Impact of pretreatment with 1-aminobenzotriazole (ABT) on the oral efficacy of TXY541 in a mouse peritonitis model of systemic infection with MSSA ATCC 19636 (A) or MRSA ATCC 43300 (B). ABT was administered orally at a dose of 50 mg/kg 1 h prior to infection.

FIG 3

Reverse-phase HPLC chromatograms of 20 μM TXA709 after the indicated times of incubation at 37°C in CAMH broth (left) or mouse serum (right). For comparative purposes, the corresponding chromatograms of 20 μM TXA707 after incubation for 23 h in CAMH (bottom left) or 30 min in mouse serum (bottom right) are also presented. The baseline chromatograms of CAMH broth and mouse serum alone are shown at the tops of the left and right panels, respectively. The solid arrows indicate the peaks corresponding to TXA709, while the dashed arrows indicate the peaks corresponding to TXA707. The TXA709-to-TXA707 conversion half-life (t_1/2) in each medium is indicated.

FIG 4

(A) Concentration dependence of the impact of TXA707 on the polymerization of S. aureus FtsZ, as determined by monitoring time-dependent changes in absorbance at 340 nm (A₃₄₀) at 25°C. Polymerization profiles were acquired in the presence of DMSO vehicle or the indicated concentrations of TXA707. Vancomycin (VAN) was included as a negative (non-FtsZ-targeting) control.
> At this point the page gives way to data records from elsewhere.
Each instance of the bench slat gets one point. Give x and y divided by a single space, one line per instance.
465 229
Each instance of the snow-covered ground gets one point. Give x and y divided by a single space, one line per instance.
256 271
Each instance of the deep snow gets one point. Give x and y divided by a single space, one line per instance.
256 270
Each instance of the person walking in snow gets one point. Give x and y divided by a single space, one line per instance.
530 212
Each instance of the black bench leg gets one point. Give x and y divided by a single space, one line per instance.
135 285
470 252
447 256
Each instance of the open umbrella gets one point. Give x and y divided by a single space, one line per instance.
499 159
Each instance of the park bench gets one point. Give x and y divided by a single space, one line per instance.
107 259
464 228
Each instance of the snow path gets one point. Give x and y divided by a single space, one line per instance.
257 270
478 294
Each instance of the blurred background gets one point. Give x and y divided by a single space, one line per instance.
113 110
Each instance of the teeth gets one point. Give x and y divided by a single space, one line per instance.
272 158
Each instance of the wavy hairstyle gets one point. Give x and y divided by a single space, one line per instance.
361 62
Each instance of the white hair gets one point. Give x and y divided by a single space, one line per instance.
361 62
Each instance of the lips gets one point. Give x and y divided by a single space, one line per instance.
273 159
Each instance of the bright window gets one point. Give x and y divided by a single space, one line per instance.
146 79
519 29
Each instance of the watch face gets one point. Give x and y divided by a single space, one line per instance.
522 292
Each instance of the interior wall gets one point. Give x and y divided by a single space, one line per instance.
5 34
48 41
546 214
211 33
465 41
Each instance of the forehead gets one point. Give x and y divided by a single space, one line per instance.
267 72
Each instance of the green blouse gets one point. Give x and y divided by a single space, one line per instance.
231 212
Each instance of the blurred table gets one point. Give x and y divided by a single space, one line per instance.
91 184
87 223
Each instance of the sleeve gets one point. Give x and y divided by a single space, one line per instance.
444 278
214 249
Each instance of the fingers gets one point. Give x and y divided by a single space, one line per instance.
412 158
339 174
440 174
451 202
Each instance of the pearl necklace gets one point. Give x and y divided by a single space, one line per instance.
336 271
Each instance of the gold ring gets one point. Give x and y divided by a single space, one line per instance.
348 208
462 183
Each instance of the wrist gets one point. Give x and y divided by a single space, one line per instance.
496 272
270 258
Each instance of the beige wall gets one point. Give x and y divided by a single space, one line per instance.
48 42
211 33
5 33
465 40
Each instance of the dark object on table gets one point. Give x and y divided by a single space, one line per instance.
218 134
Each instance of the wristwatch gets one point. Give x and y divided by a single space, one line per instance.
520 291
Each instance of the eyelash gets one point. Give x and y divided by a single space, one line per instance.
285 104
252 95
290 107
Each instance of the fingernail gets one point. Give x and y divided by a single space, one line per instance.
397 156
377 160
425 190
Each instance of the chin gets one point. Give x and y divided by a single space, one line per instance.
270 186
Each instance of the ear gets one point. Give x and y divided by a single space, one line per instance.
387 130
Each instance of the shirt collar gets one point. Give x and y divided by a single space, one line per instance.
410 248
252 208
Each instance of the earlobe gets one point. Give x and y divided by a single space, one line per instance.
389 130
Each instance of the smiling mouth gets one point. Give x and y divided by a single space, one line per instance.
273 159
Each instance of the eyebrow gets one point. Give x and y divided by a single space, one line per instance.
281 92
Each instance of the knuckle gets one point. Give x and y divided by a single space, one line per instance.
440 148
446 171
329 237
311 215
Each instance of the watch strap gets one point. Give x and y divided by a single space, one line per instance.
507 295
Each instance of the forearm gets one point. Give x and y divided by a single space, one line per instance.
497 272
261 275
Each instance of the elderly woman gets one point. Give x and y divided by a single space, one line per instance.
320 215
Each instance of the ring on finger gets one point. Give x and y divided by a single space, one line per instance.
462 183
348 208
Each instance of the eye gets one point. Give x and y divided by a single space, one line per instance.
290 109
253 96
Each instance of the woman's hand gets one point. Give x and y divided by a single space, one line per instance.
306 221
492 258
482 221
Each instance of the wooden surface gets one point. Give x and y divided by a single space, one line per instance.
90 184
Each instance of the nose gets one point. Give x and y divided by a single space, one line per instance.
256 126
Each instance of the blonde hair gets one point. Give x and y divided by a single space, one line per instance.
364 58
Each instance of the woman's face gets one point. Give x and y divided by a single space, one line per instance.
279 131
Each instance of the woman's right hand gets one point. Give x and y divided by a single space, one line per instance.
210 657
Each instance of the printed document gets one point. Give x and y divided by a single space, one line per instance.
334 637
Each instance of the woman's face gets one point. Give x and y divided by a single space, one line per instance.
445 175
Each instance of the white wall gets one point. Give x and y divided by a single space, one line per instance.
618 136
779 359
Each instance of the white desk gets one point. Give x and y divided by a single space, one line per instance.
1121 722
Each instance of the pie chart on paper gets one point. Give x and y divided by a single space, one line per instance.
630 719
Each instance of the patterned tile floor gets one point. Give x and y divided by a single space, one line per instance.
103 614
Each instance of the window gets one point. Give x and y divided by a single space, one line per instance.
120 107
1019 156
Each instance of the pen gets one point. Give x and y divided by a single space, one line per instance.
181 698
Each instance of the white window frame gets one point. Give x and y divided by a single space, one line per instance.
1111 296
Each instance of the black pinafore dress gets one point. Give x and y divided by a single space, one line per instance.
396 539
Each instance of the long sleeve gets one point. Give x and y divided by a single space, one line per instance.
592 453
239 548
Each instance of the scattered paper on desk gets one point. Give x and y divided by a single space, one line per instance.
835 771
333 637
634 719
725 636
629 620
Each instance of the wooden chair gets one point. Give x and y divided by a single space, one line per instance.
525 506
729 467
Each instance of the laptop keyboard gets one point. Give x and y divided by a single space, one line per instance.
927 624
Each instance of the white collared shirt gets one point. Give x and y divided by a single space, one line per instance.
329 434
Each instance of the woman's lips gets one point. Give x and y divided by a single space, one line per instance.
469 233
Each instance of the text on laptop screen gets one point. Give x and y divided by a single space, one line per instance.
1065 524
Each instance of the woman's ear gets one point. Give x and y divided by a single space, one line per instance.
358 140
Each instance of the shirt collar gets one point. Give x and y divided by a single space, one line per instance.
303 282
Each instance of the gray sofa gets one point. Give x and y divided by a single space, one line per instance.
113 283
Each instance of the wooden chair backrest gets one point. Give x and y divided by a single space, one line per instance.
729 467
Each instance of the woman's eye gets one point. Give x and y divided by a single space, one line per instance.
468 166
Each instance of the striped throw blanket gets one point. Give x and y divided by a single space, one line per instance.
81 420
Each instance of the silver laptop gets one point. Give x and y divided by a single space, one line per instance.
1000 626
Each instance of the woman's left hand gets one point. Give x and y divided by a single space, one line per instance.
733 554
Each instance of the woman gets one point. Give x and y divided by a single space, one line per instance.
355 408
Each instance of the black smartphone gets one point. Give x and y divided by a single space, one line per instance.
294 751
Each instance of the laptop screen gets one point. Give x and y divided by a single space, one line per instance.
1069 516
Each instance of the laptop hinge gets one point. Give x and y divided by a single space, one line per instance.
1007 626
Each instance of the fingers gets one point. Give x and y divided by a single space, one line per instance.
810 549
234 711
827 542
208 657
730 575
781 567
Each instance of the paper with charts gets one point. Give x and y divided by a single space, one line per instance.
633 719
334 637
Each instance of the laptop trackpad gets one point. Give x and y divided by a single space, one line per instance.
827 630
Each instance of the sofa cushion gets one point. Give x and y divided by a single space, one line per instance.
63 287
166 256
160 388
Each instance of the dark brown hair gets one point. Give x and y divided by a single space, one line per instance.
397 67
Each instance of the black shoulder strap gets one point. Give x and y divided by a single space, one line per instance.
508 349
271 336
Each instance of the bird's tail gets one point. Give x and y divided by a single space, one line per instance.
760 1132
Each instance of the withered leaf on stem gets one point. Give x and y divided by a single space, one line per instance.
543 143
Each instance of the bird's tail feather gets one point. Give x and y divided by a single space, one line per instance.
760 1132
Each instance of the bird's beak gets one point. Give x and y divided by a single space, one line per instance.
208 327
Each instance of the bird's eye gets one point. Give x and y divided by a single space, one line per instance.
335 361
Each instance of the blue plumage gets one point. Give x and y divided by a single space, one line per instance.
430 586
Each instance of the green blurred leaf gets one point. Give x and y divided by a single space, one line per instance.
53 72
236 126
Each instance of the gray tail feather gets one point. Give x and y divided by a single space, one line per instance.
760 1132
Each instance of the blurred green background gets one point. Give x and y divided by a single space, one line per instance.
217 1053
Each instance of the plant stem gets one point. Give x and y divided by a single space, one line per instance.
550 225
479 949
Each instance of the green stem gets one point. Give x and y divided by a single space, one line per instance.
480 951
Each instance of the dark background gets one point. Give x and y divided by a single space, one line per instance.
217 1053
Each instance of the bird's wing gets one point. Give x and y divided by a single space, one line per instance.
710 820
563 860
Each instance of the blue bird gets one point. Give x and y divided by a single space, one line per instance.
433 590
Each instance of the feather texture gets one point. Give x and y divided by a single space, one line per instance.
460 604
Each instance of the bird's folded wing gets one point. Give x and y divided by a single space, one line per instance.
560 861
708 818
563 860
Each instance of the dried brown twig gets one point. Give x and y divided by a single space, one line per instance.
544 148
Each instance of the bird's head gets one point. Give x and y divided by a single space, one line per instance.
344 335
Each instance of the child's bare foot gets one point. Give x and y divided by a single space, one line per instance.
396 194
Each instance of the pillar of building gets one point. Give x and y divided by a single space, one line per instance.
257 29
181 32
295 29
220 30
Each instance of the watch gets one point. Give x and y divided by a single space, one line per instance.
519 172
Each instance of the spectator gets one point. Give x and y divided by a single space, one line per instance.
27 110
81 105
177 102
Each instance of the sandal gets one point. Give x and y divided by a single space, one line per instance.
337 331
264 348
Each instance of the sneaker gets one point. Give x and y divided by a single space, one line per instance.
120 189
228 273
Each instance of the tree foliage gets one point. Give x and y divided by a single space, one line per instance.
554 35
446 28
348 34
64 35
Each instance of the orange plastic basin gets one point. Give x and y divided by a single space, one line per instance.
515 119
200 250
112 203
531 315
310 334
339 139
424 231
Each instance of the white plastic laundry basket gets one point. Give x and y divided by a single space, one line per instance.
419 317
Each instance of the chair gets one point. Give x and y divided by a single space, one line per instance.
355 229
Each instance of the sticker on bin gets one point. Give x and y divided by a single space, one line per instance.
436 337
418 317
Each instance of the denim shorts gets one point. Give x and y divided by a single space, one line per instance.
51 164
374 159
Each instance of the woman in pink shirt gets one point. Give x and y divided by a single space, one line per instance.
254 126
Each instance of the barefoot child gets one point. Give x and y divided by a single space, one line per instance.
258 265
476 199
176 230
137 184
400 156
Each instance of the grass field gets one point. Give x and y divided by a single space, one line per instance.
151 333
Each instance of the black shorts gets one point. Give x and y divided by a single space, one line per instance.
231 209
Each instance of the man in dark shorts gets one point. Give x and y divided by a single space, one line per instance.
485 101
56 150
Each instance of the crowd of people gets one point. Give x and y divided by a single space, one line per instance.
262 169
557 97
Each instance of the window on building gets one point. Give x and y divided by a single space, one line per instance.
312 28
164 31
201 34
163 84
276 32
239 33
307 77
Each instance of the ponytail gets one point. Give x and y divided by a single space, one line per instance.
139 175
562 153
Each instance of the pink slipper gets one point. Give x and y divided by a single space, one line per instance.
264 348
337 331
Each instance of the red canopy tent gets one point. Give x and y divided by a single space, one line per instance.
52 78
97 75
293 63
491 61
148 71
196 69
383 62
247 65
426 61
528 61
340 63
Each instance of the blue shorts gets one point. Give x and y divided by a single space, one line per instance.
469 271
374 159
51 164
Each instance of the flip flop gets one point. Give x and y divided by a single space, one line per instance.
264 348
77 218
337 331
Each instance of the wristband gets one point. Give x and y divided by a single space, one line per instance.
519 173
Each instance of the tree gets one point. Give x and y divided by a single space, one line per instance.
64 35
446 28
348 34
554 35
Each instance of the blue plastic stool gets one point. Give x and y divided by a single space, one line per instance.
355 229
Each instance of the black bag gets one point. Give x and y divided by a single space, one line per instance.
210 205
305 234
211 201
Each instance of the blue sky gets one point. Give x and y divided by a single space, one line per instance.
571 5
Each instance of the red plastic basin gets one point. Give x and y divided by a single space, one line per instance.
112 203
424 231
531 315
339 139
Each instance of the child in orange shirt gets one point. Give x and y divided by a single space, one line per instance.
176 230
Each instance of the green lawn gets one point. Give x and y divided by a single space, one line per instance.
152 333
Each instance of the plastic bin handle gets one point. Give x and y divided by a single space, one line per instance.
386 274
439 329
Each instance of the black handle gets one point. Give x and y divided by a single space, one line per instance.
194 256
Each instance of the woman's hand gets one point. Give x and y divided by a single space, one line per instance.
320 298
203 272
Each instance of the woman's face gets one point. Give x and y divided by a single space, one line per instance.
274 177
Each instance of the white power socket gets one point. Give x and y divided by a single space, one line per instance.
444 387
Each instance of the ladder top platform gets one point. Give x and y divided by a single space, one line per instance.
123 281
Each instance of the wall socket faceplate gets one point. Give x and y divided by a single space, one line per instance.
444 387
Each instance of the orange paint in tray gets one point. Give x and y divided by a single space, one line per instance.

Polymerization reactions were initiated by addition of GTP at the time indicated by the arrow. (B) Fluorescence micrographs of B. subtilis FG347 bacteria that express a GFP-tagged, Z-ring marker protein (ZapA). The bacteria were cultured for 2 h in the presence of DMSO vehicle (left) or 4 μg/ml TXA707 (8× MIC) (right). The arrows in the left panel highlight septal FtsZ Z-rings at midcell. (C) Relative frequency of FtsZ amino acid substitutions conferring resistance to TXA707 among 20 independently isolated TXA707-resistant clone of MRSA.

FIG 5

Transmission electron micrographs of MSSA 8325-4 bacteria treated with DMSO vehicle or 4 μg/ml TXA707 (8× MIC) for the indicated periods of time.

FIG 6

Oral (A to C) and intravenous (D to F) efficacy of TXA709 in a mouse peritonitis model of systemic infection with MSSA ATCC 19636 (A, D), MRSA ATCC 43300 (B, E), or MRSA Mu3 (C, F). The vehicle was 10 mM citrate (pH 2.6) in all experiments.

FIG 7

Oral efficacy of TXA709 in a mouse tissue (thigh) model of infection with MRSA ATCC 33591. The numbers of CFU recovered from the infected thighs after 24 h are shown. Mean CFU reductions resulting from TXA709 treatment were significant (P ≤ 0.003).